There are several reasons why Incra Miter Sliders are inferior to the Kreg or Rockler solid aluminum miter bars. I will list my reasons for not being a fan:

1. They appear rectangular, but the actual shape of the Incra bars is trapezoidal. On table saws with t-slot miter slots, the bars have to enter and exit from the front or rear of a saw, when adjusted. Even when there was that slop visible in the video, the miter bars wouldn't come back up through the table at any given point. The bars don't simply not come up, they get wedged in and stuck.

2. When adjusting the exceedingly tiny-headed allen screw to remove slop, the adjustment mechanism "jumps" from one level of tightness to quite another, often too far. This means as you're tightening it up, the actual movement of the expanders is not gradual. It will jump and get too tight, then you have to back it off. Then the contraction isn't gradual either. I found that to get it just right, I had to thump the bar to get it to pop when I thought I needed it to.

3. The actual contact area with the slot is quite small, in a horizontal line. I don't believe the contact surface area is anywhere close to what a Kreg or Rockler bar, with 1/4 -20 nylon set screws.

In this picture, you can see a 1/4-20 threaded rod for reference next to the friction area on the incra slider.


4. On a 24" bar, there are only 3 contact areas the length of the bar. On the Kreg you have 5 on a 30 inch bar(which are the ones I ordered).

5. Unless you have a hole pre-cut on your sled, you can not adjust the bar after it's attached to the sled.

Obviously, there's is a large quantity of people that have no problems with these shortcomings. However, had I known about them before I bought them, I wouldn't have bought them.
 

·
where's my table saw?
Joined
·
27,898 Posts
interesting discussion here

I have found that not all miter slots are .75" or 3/4". Some of my miter gauge bars are just a bit tighter, others loose. I have several miter gauges, older and newer Craftsman, Grizzly, Osborne, Incras .... others.

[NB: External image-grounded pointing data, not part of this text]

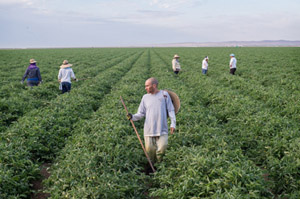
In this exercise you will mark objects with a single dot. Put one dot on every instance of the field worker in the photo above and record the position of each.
(32, 74)
(205, 65)
(64, 76)
(175, 64)
(154, 107)
(232, 64)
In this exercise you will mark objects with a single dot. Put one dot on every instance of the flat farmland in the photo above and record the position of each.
(237, 136)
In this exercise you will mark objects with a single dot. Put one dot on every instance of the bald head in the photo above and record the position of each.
(152, 80)
(151, 85)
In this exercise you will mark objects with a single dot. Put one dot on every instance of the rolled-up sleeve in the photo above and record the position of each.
(141, 112)
(171, 112)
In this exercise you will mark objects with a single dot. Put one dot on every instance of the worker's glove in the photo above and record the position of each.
(129, 116)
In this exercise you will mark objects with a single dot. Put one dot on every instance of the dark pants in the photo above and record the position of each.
(66, 87)
(232, 71)
(32, 83)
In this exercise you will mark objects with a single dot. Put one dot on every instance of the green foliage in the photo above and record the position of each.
(236, 136)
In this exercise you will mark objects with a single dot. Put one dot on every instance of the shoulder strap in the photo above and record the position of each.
(166, 97)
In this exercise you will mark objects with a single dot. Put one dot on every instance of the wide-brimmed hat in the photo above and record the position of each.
(175, 100)
(176, 56)
(65, 64)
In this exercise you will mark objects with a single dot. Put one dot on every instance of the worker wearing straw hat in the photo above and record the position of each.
(232, 64)
(175, 64)
(64, 76)
(32, 74)
(156, 106)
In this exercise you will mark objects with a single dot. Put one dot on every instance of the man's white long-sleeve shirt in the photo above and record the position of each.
(154, 108)
(232, 62)
(65, 75)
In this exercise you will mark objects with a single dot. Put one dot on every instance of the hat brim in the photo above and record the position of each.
(175, 100)
(66, 65)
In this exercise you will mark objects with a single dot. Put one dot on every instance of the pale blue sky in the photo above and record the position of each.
(99, 23)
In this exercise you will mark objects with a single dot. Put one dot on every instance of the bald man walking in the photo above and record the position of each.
(155, 106)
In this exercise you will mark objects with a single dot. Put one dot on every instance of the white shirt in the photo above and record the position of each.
(154, 108)
(204, 64)
(65, 75)
(176, 65)
(232, 62)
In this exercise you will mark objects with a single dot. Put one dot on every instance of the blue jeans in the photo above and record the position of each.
(66, 87)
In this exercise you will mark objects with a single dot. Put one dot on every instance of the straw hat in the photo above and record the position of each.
(175, 100)
(32, 61)
(65, 64)
(176, 56)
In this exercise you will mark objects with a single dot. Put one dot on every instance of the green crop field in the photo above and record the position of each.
(236, 137)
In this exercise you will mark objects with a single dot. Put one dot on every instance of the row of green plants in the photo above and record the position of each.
(236, 137)
(202, 161)
(39, 135)
(17, 99)
(260, 126)
(103, 158)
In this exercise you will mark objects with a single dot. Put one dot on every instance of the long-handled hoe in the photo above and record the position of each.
(138, 137)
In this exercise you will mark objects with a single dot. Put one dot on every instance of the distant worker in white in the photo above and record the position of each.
(232, 64)
(175, 64)
(205, 65)
(64, 76)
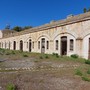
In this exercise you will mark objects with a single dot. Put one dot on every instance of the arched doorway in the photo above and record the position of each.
(89, 49)
(21, 45)
(64, 45)
(43, 45)
(30, 45)
(14, 45)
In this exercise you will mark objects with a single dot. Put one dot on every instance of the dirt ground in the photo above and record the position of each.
(34, 73)
(43, 75)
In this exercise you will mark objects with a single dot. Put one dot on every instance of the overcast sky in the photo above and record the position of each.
(38, 12)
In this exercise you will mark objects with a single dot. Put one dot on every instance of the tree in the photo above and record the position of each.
(17, 28)
(84, 10)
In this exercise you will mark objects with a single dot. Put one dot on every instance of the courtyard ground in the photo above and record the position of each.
(33, 71)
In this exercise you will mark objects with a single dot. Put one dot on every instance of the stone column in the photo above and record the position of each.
(79, 46)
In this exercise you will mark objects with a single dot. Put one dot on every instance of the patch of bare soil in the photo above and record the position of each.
(49, 80)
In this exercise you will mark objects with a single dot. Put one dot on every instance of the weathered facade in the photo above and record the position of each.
(65, 37)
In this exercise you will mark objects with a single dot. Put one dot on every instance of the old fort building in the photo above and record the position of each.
(65, 37)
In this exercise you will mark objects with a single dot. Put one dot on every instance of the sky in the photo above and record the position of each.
(38, 12)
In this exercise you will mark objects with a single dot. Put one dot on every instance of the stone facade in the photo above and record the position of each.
(65, 37)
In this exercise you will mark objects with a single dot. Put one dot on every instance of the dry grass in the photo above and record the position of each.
(50, 72)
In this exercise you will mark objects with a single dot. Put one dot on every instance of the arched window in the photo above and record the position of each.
(0, 44)
(71, 44)
(21, 45)
(47, 44)
(14, 45)
(56, 44)
(30, 45)
(33, 44)
(5, 45)
(9, 45)
(27, 44)
(38, 44)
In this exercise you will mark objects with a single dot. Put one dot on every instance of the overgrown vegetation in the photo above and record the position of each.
(11, 87)
(85, 79)
(74, 56)
(78, 72)
(87, 62)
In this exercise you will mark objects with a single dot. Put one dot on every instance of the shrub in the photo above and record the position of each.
(57, 55)
(46, 56)
(85, 79)
(78, 72)
(13, 52)
(7, 53)
(25, 55)
(53, 54)
(87, 61)
(41, 57)
(74, 56)
(88, 72)
(10, 87)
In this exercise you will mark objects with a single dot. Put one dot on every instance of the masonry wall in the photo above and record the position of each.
(79, 32)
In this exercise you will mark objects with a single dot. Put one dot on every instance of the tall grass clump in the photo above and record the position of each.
(87, 62)
(78, 72)
(74, 56)
(11, 87)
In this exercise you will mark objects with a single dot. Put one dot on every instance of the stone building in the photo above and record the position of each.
(65, 37)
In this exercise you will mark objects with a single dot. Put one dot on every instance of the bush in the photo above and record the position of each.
(53, 54)
(41, 57)
(11, 87)
(85, 79)
(74, 56)
(78, 72)
(87, 61)
(25, 55)
(7, 53)
(88, 72)
(46, 56)
(13, 52)
(57, 55)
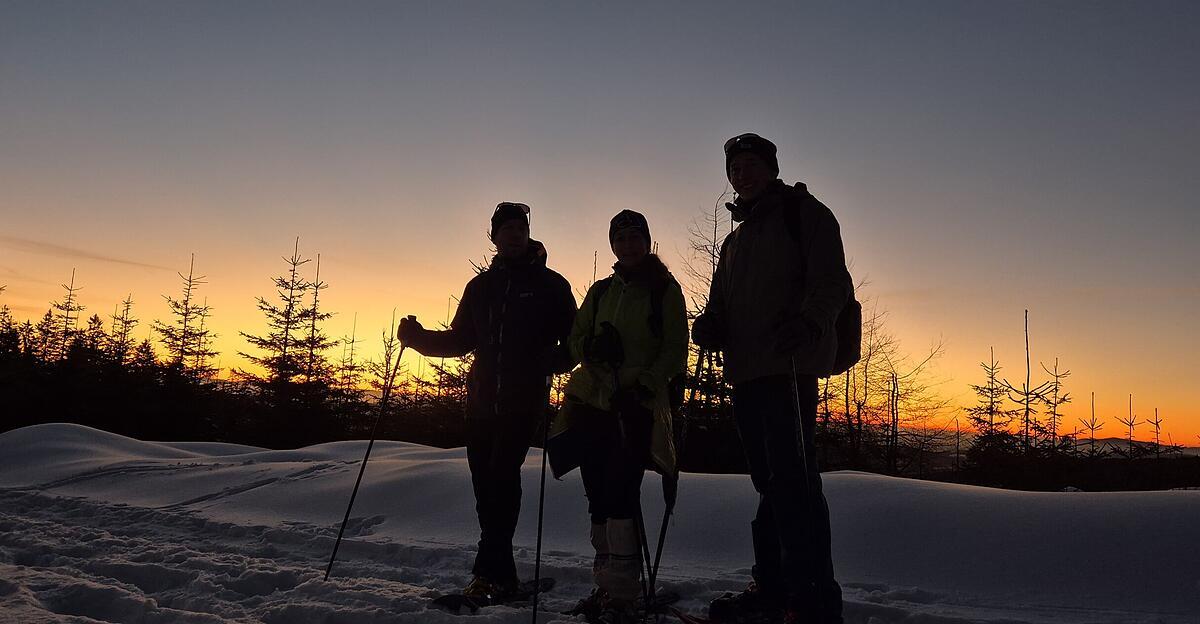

I have taken a mill file to the miter slots of my Craftsman table saw because the miter bar would hang at one point or another. A few strokes, then test, and a few more then test again and was "cured"
I suppose one could get a 3/4" steel bar and some lapping compound and work the miter slots to a fine fit. I personally would use steel for the sled bars or as I did on my sled, hardwood runners. I kept ripping strips until a got the precise fit I wanted, gave them a light sanding then attached them to the sled bottom.
There is no discernable play that I can tell.

Here's the real issue.
The miter slots and bars can be made to fit perfectly, but they are joined together by a rather large piece of plywood or MFD or other material which is subject to expansion or contraction. What may have fit and worked perfectly one month may not work as well the next month.
Another issue is the blade must be in perfect alignment to the miter slots or otherwise there will be a "heel" to the cut. It will be parallel kerf, just not a perfect kerf width.
Just sayin' :smile:
 

·
Dumbest Smart Person
Joined
·
434 Posts
Discussion Starter #20
Hmm, I would've happily gotten steel miter bars. Ah well.

I chose melamine as my sled base, so hopefully it won't change as much as other wood products.

I got my blade to within .003. I know, very sloppy. Nowhere near my lofty .001 goal. I think part of the difficulty getting it any better is the caliper I used. Maybe someone who's worked with lug-back dial indicators can tell me if they're much better than calipers. I felt like the force required to move the caliper open and closed was enough to deflect the blade a tiny bit. If the lug-back indicators are typically smoother, I'll buy one immediately.